Car c’est d’abord sur le pouvoir d’achat qu’Emmanuel Macron veut agir. Il promet une baisse d’impôts de 5 milliards d’euro. En réduisant de manière significative l’impôt sur le revenu. Cela passera par une "suppression des niches fiscales, la nécessité travailler davantage, et une réduction des dépenses publiques". 

Emmanuel Macron l’a dit, il n’est pas favorable à la suppression d’un jour férié. Il ne veut pas non plus toucher à l’âge légal de départ à la retraite. Cela restera 62 ans. Il assure aussi une pension de retraite minimale de 1.000€ par mois pour tous ceux qui ont travaillé toute leur vie. Il annonce par ailleurs que pensions de retraites inférieures à 2.000€ seront réindexées sur l’inflation dès l’an prochain et qu’à partir de 2021, il n’y aura plus de sous-indexation des retraites.

De quoi contenter Cédric, en vacances, qui a suivi l’intervention en direct devant son poste de télévision pour RMC:

"La forme était sympathique, ça change des discours habituels où c'est bien cadré... Là, il est plus orienté vers les familles, vers les citoyens. Travailler plus et payer moins d'impôts, ce serait intéressant pour pas mal de monde. Il va dans le sens de calmer le plus de monde possible". 

Des mesures pour tout le monde?

Emmanuel Macron s’est aussi attaché à redonner du pouvoir au niveau local. Des services publics à moins de 30 minutes avec la création de Maison France dans chaque canton.

Il s’engage aussi à ce qu’il n’y ait plus de fermeture d’hôpital ou d’école d’ici la fin du quinquennat. Il fixe un objectif de 24 élèves maximum par classe de la maternelle au CE1.

Pour y parvenir, il est prêt à renoncer à la suppression de 120.000 postes de fonctionnaires. Pour ce qui est des hauts fonctionnaires, Emmanuel Macron se dit favorable à la suppression de l’ENA.

A l’Assemblée, le président s’engage sur l’introduction d’une dose de proportionnelle de l’ordre de 20%. Il souhaite aussi une baisse de nombre de parlementaires de 25 à 30%. La réforme constitutionnelle sera présentée à l’été.

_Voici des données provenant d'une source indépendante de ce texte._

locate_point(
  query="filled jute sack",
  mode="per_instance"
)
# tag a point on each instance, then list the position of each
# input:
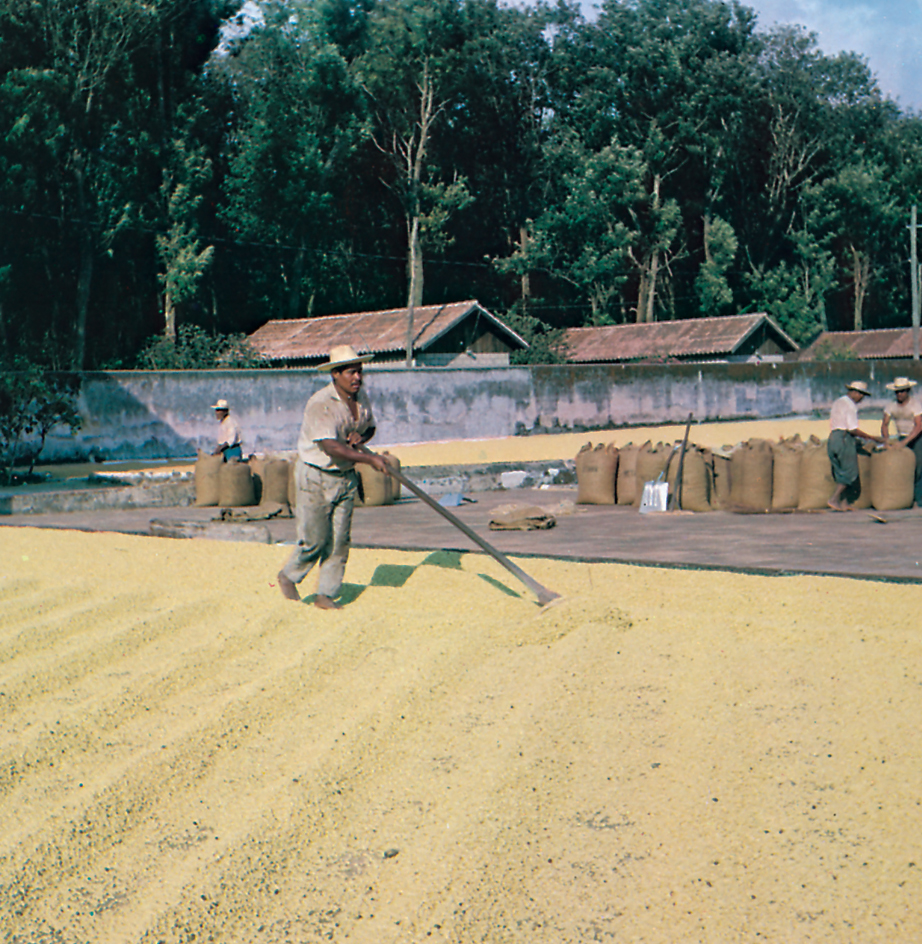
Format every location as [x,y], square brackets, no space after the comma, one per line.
[696,479]
[892,473]
[751,475]
[815,483]
[393,484]
[235,485]
[719,461]
[275,475]
[626,480]
[206,478]
[864,474]
[376,486]
[651,461]
[786,456]
[596,470]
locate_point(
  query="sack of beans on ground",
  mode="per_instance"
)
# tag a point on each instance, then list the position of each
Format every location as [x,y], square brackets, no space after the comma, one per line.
[815,483]
[786,460]
[596,473]
[377,487]
[719,461]
[751,475]
[892,474]
[393,484]
[270,481]
[697,479]
[207,468]
[626,479]
[235,485]
[651,461]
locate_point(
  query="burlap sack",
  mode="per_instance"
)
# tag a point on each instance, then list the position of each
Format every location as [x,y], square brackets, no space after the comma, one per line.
[719,460]
[786,456]
[376,486]
[596,470]
[392,483]
[626,482]
[235,485]
[892,474]
[815,483]
[751,475]
[206,478]
[864,473]
[651,460]
[275,476]
[696,479]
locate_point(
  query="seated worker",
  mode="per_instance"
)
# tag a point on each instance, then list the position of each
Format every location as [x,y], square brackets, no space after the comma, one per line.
[841,446]
[906,414]
[230,441]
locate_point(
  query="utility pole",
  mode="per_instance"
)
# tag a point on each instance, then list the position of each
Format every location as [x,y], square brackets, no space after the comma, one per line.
[914,276]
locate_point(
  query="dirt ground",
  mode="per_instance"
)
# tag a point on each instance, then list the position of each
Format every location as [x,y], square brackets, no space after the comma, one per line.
[663,756]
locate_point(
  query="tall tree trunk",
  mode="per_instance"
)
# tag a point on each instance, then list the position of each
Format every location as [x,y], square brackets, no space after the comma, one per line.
[85,271]
[526,277]
[169,315]
[861,264]
[415,294]
[297,280]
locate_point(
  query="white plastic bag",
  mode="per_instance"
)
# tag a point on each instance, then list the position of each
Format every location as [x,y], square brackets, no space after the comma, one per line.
[654,497]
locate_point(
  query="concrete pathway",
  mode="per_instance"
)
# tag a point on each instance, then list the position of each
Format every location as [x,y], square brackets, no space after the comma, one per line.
[851,544]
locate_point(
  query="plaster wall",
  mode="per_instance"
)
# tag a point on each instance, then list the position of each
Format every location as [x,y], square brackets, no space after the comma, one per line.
[167,414]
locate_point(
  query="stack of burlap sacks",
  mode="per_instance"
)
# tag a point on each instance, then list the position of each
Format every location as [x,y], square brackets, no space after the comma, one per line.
[269,483]
[757,475]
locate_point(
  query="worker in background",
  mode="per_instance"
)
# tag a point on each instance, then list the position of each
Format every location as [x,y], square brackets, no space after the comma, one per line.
[337,420]
[841,445]
[906,414]
[230,440]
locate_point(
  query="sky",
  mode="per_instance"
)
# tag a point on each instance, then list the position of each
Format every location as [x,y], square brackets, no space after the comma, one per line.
[888,33]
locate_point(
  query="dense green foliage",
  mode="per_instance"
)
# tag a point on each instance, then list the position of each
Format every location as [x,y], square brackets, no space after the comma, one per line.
[666,160]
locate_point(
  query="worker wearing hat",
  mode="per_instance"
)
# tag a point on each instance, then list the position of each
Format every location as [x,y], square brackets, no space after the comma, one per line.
[906,413]
[337,419]
[841,445]
[230,440]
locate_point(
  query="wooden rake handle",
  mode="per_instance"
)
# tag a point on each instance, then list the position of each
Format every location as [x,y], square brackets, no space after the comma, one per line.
[542,593]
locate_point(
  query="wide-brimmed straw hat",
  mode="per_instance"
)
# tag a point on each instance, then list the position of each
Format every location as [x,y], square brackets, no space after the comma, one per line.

"J'attendais beaucoup de choses"

En revanche, il n’y aura pas de vote obligatoire, pas de reconnaissance du vote blanc, pas de RIC non plus. Mais Emmanuel Macron veut une simplification du référendum d’initiative partagée, en abaissant le seuil de signatures à 1 millions de citoyens pour le déclencher.

Pour Géraldine, "gilet jaune" à Saint-Brieuc, ce n’est que déception.

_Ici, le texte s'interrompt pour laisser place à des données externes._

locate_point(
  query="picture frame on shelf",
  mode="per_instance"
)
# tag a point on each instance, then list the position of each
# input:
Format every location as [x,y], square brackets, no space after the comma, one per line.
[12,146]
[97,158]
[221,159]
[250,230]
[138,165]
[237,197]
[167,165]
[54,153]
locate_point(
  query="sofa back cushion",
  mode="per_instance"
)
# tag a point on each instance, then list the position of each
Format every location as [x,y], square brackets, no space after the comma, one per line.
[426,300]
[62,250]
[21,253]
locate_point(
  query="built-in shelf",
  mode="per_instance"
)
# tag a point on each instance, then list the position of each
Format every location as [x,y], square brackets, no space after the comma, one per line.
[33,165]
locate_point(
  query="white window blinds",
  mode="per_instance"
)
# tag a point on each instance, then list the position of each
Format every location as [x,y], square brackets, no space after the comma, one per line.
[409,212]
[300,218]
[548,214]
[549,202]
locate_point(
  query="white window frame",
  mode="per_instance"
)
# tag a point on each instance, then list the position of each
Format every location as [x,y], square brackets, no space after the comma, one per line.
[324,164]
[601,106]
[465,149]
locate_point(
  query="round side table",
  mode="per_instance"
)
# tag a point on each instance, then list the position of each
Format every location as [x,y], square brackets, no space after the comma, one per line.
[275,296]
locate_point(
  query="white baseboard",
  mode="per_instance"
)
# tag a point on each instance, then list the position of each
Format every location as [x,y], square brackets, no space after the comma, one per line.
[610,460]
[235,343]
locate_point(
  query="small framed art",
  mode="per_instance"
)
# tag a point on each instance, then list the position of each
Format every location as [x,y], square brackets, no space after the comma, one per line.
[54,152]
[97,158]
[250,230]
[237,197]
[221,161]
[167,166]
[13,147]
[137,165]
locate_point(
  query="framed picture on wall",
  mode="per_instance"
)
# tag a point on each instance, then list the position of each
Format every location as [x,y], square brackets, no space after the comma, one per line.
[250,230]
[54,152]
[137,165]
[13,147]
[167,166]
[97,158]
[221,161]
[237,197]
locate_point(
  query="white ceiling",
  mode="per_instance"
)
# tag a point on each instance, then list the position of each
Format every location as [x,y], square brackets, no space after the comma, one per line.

"J'attendais beaucoup de choses et je me rends compte qu'en fin de compte, par rapport aux revendications du peuple par rapport aux injustices sociales, il n'en ressort rien. Donc moi, ça va rien changer à ma situation: je suis demandeuse d'emploi. Ca fait 5 ans que je suis dans la précarité après 14 ans d'ancienneté dans une entreprise. Ce que fait notre Président, c'est qu'il nous écoute, il nous entend, mais il ne nous répond pas. Là, il m'a écoeuré".

En fin d’allocution, Emmanuel Macron a dit regretter d’avoir donné le sentiment d’être dur ou injuste avec les Français. Il souhaite un patriotisme inclusif, remettre l’humain au cœur du système, et demande à chaque citoyen de donner le meilleur de lui-même.